If you wait until you get consensus, you probably are going to have a compromise that doesn't get anything done. There was no way -- short of not acting -- that we could have bridged the 3-2 schism on the rulemakings where it occurred.
Q: A federal court blocked the SEC's rule on mutual-fund directors. You moved to reinstate it in a week. Critics say that rush undermines the SEC's credibility.
A: The court said we acted absolutely within our authority to insist that 75% of directors and the chairman be independent. It did not ask us to put this out [for public comment] again. It asked us to respond more fully about the rule's costs, and it asked us what we thought of the alternative idea of requiring a fund to disclose whether its chairman was independent.
We have all that information. We have five commissioners and a staff who spent more than a year thinking this through. After the end of this week, there will be a whole new group [headed by Chairman-Designate Christopher Cox]. This commission has an obligation to investors to finish what it started.
The hullabaloo out there about us acting quickly is being made by people who want us to open [the rule] up again.
Q: Did you get any inkling that your actions as chairman displeased the President? Did anyone at the White House suggest it was time for you to go?

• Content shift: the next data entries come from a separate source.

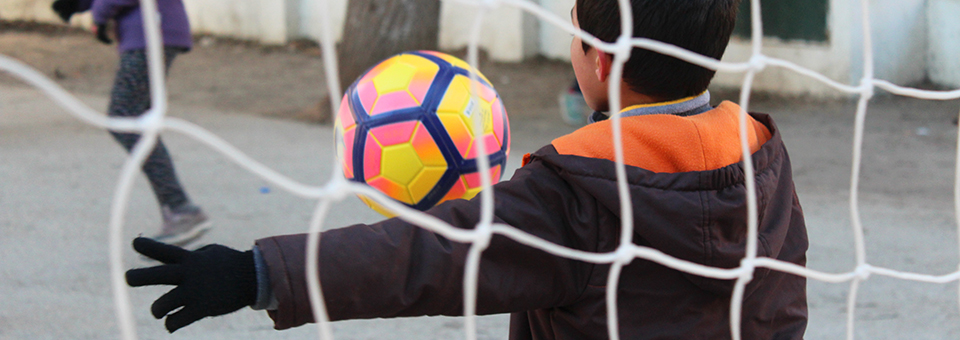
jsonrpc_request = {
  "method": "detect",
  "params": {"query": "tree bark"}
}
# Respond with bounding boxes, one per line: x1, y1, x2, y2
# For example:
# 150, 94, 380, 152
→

A: I have been gratified by the support of the President right from the beginning. The decision to leave was totally my own. Nobody asked me to go. The President has known for months that I was planning to leave.
Q: What has come of your push for the SEC to see around corners to anticipate problems in markets and boardrooms?

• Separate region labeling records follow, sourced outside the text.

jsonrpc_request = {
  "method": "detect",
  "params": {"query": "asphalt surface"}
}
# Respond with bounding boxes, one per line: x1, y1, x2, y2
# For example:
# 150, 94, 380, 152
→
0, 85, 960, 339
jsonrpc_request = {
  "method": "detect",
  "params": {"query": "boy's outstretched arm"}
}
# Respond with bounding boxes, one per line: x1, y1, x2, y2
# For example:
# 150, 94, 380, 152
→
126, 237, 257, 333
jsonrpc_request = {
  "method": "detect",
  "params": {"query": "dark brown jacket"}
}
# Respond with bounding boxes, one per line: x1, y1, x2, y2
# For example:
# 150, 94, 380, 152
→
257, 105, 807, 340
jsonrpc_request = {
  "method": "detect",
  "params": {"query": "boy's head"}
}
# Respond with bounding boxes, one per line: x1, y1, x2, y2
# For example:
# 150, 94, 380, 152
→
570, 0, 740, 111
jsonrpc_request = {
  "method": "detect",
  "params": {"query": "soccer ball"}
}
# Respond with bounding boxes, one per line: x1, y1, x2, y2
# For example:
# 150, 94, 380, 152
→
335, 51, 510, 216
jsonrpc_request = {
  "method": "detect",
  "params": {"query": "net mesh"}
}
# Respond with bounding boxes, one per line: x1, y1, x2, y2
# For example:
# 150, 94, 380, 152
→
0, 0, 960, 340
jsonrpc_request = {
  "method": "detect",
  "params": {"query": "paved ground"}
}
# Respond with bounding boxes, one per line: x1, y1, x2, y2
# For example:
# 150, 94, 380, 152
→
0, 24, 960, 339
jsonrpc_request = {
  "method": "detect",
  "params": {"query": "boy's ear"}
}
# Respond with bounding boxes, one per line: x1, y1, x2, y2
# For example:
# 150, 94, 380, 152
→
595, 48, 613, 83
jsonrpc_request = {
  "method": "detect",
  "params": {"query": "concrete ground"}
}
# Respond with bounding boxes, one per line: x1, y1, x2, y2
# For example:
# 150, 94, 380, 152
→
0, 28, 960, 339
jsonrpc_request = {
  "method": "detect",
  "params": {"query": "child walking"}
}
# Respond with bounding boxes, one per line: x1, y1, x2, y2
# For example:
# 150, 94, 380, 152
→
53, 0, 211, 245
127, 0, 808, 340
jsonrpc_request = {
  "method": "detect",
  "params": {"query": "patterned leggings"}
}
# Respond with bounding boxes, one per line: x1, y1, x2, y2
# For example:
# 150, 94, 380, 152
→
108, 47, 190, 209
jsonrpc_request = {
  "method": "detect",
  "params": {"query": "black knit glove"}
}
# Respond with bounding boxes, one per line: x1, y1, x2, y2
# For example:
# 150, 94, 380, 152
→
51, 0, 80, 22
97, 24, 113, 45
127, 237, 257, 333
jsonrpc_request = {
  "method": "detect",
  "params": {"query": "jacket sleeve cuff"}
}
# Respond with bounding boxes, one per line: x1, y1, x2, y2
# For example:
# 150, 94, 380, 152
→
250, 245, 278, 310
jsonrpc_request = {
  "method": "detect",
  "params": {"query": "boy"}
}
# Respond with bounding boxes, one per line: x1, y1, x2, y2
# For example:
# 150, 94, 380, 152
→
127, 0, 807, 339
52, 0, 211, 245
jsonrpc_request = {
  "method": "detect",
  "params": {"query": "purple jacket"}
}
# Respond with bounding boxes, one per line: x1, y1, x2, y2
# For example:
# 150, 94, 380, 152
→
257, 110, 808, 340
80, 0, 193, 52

A: We're getting out ahead [of abuses]. We have inquiries into pension fund advisory firms, private placement of securities. We've sent some warnings out there. We're getting more cooperation between [SEC staff] divisions. I hope [the process] will be institutionalized.

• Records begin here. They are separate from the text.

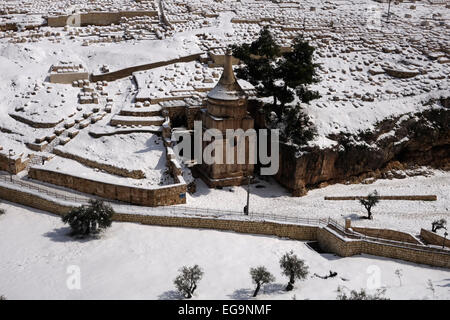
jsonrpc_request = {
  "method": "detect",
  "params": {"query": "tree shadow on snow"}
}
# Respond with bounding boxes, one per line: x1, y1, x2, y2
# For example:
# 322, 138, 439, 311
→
44, 227, 98, 242
228, 283, 286, 300
344, 213, 367, 221
228, 289, 254, 300
158, 290, 184, 300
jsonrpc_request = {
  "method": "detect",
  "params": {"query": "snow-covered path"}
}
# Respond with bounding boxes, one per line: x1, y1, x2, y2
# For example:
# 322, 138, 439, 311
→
187, 170, 450, 234
0, 203, 450, 299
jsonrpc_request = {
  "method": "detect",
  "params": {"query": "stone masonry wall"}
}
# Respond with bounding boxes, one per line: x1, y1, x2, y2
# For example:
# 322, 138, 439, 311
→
352, 227, 420, 244
0, 184, 450, 268
317, 228, 450, 268
53, 148, 145, 179
420, 229, 450, 248
28, 168, 187, 207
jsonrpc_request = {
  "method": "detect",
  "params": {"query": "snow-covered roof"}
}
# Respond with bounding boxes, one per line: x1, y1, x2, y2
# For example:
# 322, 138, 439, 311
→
208, 51, 246, 100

Q: What about your unfinished plans -- more disclosure of CEO pay and perks, and more investor say in electing directors?
A: I do believe in compensation for a job well done and exceptional compensation for an exceptional job. But I think that shareholders are entitled to know what your total compensation is, and it's almost impossible to tell. You've got to display that so people can understand what the total compensation is, and it's almost impossible to tell now. We're working toward that. We're close to getting there.
On proxy access, there is a problem: If you have more and more institutions owning stocks forever, how do they exercise their rights as owners when they're dissatisfied with how the company is run? The old maxim, you sell if you don't like what's going on -- they can't sell.
What we originally threw out was not necessarily the best way to fix the problem. There are legitimate concerns on both sides. Certain shareholder groups [like unions and governance advocates] want to influence the board for different reasons. But there are also major shareholder groups that have a legitimate desire to influence how the company operates. I think it's inevitable that something's going to be done.
Q: What has surprised you most in the 2 1/2 years you've been chairman?
A: The vehemence of the hardened political views that the country seems to be going through now affects anyone in government. I hate to see politics affecting decisions at the SEC.
The constant enforcement actions undertaken against investor bilking, fraud schemes. We beat one, and another one pops up. I'm astounded at the continuing flow of that.
We faced a difficult situation with much of the populace mistrustful of business and the financial community. We've worked hard to do something about that, but it's not completely solved. It will take a recognition by businesses that they have to do more to improve their ethical DNA.